This is the script of this morning’s Pause for Thought with Zoe Ball on BBC Radio 2.
I’m off on holiday soon – with my eldest son and his wife and their two young kids. I can’t wait. But, before I go I’ve got to do the job I dread every summer: sort out my office, sift the books, and decide what I want to read on the beach. (Although I suspect I might get buried in sand more times than I’ll get books read.)
You know what? I’ll probably take a few novels and give brain-strain a rest. Something that has a good plot and makes my imagination run riot without the interruptions of work and the phone and Twitter.
Because it’s the imagination that too easily gets squeezed out in my line of business. And yet it’s the imagination that fires the soul and keeps curiosity alive.

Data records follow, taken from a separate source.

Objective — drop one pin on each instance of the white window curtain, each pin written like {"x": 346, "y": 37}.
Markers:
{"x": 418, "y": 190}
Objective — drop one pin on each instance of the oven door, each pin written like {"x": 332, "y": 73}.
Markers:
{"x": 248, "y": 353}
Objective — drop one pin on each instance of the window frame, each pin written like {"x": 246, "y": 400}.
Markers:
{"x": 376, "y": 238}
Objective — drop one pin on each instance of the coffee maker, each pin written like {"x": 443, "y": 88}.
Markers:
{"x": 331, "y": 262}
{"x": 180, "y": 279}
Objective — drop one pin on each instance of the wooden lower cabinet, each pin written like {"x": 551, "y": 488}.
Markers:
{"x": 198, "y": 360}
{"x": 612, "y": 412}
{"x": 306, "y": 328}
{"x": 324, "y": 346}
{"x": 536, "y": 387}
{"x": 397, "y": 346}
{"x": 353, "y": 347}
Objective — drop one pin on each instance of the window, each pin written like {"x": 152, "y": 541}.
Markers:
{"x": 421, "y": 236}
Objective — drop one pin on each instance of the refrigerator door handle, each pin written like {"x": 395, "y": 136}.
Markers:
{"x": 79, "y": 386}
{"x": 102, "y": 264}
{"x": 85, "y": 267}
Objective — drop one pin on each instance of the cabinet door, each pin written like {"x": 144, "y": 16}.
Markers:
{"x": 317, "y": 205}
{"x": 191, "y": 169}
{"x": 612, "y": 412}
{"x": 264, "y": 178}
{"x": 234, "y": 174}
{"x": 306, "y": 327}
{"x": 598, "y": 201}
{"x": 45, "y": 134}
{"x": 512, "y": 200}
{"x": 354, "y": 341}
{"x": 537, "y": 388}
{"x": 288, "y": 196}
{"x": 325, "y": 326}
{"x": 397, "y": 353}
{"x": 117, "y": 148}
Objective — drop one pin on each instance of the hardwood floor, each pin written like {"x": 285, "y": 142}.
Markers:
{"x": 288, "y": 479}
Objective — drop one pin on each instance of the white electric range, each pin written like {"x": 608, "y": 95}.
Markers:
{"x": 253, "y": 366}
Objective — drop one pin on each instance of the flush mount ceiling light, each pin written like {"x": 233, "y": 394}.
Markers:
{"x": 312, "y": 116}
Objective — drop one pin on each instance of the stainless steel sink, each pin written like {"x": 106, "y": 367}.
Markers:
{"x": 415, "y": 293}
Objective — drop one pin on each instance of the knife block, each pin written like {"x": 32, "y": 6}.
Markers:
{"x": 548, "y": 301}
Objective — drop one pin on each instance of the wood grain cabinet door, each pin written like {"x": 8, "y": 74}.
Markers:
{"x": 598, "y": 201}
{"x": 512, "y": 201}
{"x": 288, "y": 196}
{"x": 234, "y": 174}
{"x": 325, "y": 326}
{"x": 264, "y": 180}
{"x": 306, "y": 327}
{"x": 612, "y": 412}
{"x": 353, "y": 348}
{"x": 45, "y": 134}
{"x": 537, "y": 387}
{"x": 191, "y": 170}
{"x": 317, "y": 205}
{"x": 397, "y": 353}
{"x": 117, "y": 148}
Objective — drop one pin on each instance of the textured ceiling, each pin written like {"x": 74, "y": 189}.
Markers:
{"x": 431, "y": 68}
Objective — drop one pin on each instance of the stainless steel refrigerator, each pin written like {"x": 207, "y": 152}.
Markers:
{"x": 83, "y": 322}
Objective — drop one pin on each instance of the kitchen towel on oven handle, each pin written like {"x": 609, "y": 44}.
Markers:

This matters to me because, as a Christian, I follow someone who kept prodding behind the mundane and the routines of everyday life and framed questions that went beyond mere ideas about God, the world and us.
For example, Jesus never defined where God is to be found in statements that had to be agreed with or denied. He kept saying: “The kingdom of God is like…” and then told a story or tried out an image. The idea was to subvert those who wanted to use argument about God and the world and get behind the words to the imagination. So, he grabbed their attention, awoke their curiosity, teased their imagination, and left them with questions. They had to work it out for themselves. No wonder people wanted to come out of town to hear him.
So, saying all this has helped me to decide. One history book, four poetry books and a pile of novels. It’s my imagination that’s going to get a work out on the beach this time.